Three years ago, in what developed into an international incident in Dubai, Mossad agents killed Mohammed Mabhouh, a Hamas official who procured arms from Iran.

This past October, a munitions or rocket factory in Sudan’s capital, Khartoum, was bombed by a flight of unidentified jets. Sudan, having accused Israel of being behind the attack, promised a painful response. Israel maintained an official silence, neither denying nor taking credit for the bombing.

If the Israeli Air Force carried out this stealth strike, 1,900 kilometres from a base in Israel, Iran was certainly put on notice that its nuclear facilities may not be immune from destruction.

But Israel’s message was not only directed at Iran. Israel, having bombed several Palestinian arms convoys in Sudan in the past three years in which apparently hundreds of Palestinians were killed, made one important point by striking the Sudanese factory.

Israel proved yet again that Sudan – whose president is sought by the International Criminal Court for having committed atrocities in the Darfur region – is a source of instability in the Middle East by virtue of its status as a transit point of arms smuggling from Iran to Gaza.

Short of actually attacking Iran’s nuclear facilities, which it has threatened to do, Israel has tried to sabotage its atomic program through kidnappings, assassinations and cyber warfare.

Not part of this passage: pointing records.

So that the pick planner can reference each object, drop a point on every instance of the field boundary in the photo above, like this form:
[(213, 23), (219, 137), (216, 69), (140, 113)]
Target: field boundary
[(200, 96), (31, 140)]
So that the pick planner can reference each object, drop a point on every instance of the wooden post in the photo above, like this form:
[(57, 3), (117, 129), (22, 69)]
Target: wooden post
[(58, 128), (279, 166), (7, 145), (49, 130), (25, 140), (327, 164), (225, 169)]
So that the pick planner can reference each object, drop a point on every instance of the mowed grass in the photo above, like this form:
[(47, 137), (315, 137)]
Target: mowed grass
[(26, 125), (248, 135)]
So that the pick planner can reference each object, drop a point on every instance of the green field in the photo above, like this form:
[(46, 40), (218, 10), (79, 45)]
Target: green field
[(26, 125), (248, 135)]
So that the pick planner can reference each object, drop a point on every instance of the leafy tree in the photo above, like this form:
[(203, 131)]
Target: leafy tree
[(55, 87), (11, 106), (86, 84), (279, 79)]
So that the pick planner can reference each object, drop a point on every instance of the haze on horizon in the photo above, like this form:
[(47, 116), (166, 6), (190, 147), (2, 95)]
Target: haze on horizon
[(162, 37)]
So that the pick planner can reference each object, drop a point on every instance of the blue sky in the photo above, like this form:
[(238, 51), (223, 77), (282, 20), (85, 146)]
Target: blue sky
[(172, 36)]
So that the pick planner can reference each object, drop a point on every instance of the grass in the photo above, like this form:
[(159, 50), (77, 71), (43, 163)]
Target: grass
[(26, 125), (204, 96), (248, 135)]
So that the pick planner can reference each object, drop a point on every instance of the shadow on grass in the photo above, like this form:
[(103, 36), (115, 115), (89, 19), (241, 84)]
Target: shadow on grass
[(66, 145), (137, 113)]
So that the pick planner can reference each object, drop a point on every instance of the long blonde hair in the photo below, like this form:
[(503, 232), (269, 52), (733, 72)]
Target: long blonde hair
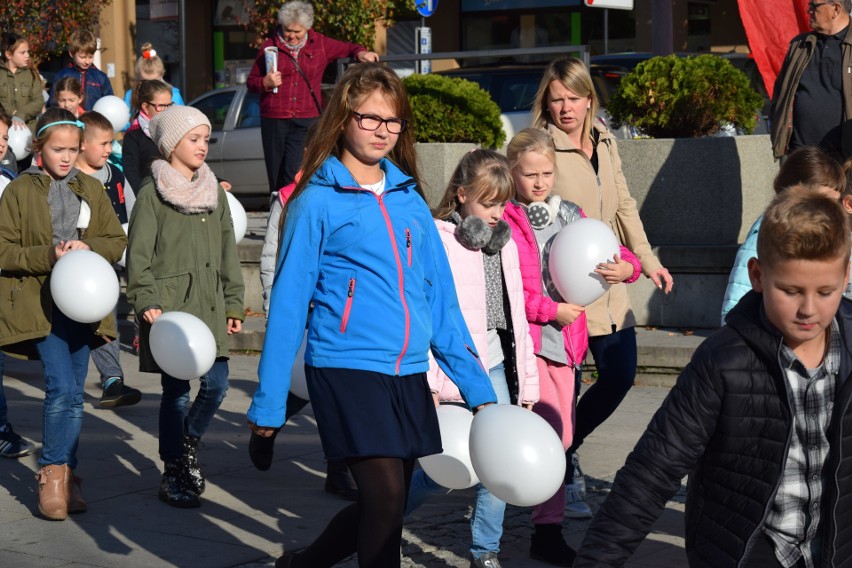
[(482, 174), (326, 137), (574, 76)]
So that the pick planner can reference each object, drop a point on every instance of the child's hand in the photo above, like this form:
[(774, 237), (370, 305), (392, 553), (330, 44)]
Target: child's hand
[(567, 313), (150, 316), (234, 326), (616, 271)]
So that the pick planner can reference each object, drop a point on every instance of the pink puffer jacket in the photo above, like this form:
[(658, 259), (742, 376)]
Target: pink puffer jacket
[(541, 309), (469, 277)]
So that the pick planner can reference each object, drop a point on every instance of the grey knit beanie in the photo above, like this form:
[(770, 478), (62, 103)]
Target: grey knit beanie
[(168, 127)]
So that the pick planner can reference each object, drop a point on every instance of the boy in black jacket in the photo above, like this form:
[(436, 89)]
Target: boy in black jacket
[(760, 417)]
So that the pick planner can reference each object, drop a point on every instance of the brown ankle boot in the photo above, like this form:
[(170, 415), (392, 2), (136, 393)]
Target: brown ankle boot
[(76, 503), (53, 491)]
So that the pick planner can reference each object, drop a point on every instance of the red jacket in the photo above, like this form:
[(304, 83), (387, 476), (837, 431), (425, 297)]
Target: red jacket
[(293, 99)]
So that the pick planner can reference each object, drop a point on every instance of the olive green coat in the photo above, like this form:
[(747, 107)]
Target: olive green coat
[(183, 262), (26, 237), (21, 94)]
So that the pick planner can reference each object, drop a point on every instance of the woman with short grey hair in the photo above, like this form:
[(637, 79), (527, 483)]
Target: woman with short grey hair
[(291, 94)]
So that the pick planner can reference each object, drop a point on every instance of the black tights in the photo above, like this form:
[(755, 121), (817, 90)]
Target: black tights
[(372, 527)]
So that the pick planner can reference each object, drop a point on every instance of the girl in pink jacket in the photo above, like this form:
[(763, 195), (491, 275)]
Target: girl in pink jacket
[(558, 329), (487, 277)]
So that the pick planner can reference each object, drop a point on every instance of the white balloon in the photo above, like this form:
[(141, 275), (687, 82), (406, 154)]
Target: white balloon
[(518, 456), (123, 260), (298, 382), (182, 345), (84, 286), (19, 142), (114, 109), (238, 214), (576, 252), (452, 468)]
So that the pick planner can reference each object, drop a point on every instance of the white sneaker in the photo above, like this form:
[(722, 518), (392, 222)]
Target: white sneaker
[(575, 506)]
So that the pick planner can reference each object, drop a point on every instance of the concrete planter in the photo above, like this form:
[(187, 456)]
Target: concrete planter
[(437, 163), (697, 199)]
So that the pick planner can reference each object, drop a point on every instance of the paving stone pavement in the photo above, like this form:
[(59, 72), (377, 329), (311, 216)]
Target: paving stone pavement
[(248, 517)]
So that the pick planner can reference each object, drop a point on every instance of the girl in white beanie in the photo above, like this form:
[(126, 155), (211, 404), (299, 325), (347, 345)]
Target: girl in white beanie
[(182, 256)]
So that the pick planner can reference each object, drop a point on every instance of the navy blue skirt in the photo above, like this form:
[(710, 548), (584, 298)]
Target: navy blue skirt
[(368, 414)]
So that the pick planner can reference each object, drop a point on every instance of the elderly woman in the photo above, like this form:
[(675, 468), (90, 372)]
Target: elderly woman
[(286, 115), (565, 107)]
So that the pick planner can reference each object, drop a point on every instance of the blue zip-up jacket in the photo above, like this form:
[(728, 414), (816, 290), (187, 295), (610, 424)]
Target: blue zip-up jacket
[(94, 81), (738, 282), (378, 277)]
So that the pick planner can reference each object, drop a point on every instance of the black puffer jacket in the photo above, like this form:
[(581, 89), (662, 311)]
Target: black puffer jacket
[(728, 424)]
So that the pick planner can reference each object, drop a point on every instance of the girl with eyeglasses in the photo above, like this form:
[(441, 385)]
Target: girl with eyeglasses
[(151, 97), (359, 243)]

In 2007, the Mossad reportedly abducted Ali Reza Asgari, Iran’s deputy defence minister, who has not been heard from since. In the past few years, most recently last January, five Iranian scientists connected with Iran’s nuclear program have been killed. Israel has denied responsibility, but Iran has pointed an accusatory finger at Israel. After last January’s assassination, Israel’s chief of staff, Gen. Benny Gantz, was quoted as saying that Iran should expect more “unnatural” events to occur.

Over the last two years, Israel, in conjunction with the United States, has launched a cyber assault on Iran’s nuclear program in an operation known as Olympic Games. Authorized by U.S. president George W. Bush in 2006, Olympic Games’ computer viruses, notably Stuxnet, have temporarily disabled centrifuges that enrich uranium. Two months ago, Iran announced the establishment of a special command centre to counter industrial sabotage of this kind.

Apart from Iran’s militarized nuclear program, Israel is most concerned about its missile capabilities, since Iranian missiles can supposedly reach Israel.

Toward the close of 2011, a key figure in Iran’s missile program, Hassan Moghaddam, was killed when a massive explosion levelled an ammunition depot near Tehran. Israel was immediately accused as the chief suspect.

Iran has struck back with a vengeance.

Iran and its Lebanese surrogate, Hezbollah, have been accused of masterminding attacks against Israeli embassies and embassy personnel, as well as Israeli tourists, in Bulgaria, India, Georgia, Kenya, Thailand, Argentina and Azerbaijan (which has dismissed reports that any pre-emptive strike on Iran would be launched from bases in Azerbaijan).

Iran, too, has boasted that Iranian-manufactured surveillance drones have made dozens of flights into Israeli airspace to collect reconnaissance data and probe Israel’s air defences. These flights have originated in Lebanon and have been under the control of Hezbollah, the recipient of Iranian largesse.

It seems likely that Israel’s covert war with Iran will escalate as Tehran moves inexorably closer toward building a nuclear device and thereby engulfing the Middle East in further tension.